So Short Sales are starting to close in the DC area. For example in Arlington, last year only 3 had closed in a year (out of hundreds of attempts). Now not only have 3 or 4 closed in my building alone, but many more in Arlington.
If the agent knows what they are doing (ala, have closed a short before) the closure rate is betwen 70-80% now (no hard numbers, just my 2 cents).
Also these short sales are selling for FAR less than bank owned properties. The bank tends to accept a 15-20% reduction off market price.
So changing times, require changing strategies.
So this is what I want to start doing, and I want to hear the pros and cons and if you have done it before.
I want to start making offers on Short Sales that have been under contract for a few weeks or months (from agents with a history of closing them).
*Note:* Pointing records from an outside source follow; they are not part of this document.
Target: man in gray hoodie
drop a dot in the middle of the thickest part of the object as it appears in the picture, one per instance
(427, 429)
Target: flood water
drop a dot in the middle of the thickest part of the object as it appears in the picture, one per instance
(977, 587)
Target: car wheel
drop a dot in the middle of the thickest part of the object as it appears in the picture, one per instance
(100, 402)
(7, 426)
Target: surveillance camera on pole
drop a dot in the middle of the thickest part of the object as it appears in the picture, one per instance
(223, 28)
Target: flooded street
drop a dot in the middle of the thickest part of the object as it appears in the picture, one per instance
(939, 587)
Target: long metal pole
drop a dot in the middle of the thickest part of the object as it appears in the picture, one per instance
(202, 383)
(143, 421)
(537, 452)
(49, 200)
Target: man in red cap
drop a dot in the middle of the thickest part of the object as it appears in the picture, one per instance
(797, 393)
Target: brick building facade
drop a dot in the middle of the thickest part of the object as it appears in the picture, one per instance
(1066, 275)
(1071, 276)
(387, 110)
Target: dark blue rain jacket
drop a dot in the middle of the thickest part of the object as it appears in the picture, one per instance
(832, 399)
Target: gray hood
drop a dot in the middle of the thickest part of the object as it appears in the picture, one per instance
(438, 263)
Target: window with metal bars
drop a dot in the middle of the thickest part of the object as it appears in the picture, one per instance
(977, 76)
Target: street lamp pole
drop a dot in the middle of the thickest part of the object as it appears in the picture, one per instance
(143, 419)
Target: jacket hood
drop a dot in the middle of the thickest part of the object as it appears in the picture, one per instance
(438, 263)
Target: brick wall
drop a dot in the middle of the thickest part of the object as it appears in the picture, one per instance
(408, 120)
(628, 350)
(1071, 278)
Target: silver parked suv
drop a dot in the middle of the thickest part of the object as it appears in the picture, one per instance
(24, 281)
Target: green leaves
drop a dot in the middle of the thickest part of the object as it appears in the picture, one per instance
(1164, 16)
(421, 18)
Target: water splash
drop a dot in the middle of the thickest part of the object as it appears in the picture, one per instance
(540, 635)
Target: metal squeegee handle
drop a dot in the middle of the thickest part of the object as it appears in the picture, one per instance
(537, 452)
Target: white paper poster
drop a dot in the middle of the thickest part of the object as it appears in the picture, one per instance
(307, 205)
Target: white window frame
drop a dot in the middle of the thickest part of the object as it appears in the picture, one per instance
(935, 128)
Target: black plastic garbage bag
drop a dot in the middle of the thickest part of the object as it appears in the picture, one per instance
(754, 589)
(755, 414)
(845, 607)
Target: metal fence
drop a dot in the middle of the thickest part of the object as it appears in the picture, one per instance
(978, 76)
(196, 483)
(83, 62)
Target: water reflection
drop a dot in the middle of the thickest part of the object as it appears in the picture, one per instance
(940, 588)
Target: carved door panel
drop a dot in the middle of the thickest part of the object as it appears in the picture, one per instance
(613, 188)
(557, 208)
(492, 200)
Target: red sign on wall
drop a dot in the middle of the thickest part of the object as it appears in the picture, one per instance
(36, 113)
Sure, sometimes the listing agent will say "no more offers," but that is probably because they were flooded with offers at the beginning. But a month later... why would they not be open to an offer that is $10,000 or $20,000 higher? It will still be 10-15% below "market."
Heck, the higher the offer, the more likely the bank will accept it right? And that is the goal right?
Well one might say "But they are under contract and are obligated to sell to that buyer." Um, no. They are obligated to show that contract to the bank. The offer is contingent on the bank saying yes. No reason you can't show ANOTHER $10k higher offer to the bank at the same time. The bank would then reject the first off and accept the second offer (I don't know technically how that 2nd offer would come over. Would it be signed by the seller, or signed as a "bank up").
1) Have you done this? Did it work?
2) What do you think of the idea?
3) What are pros and cons to think about?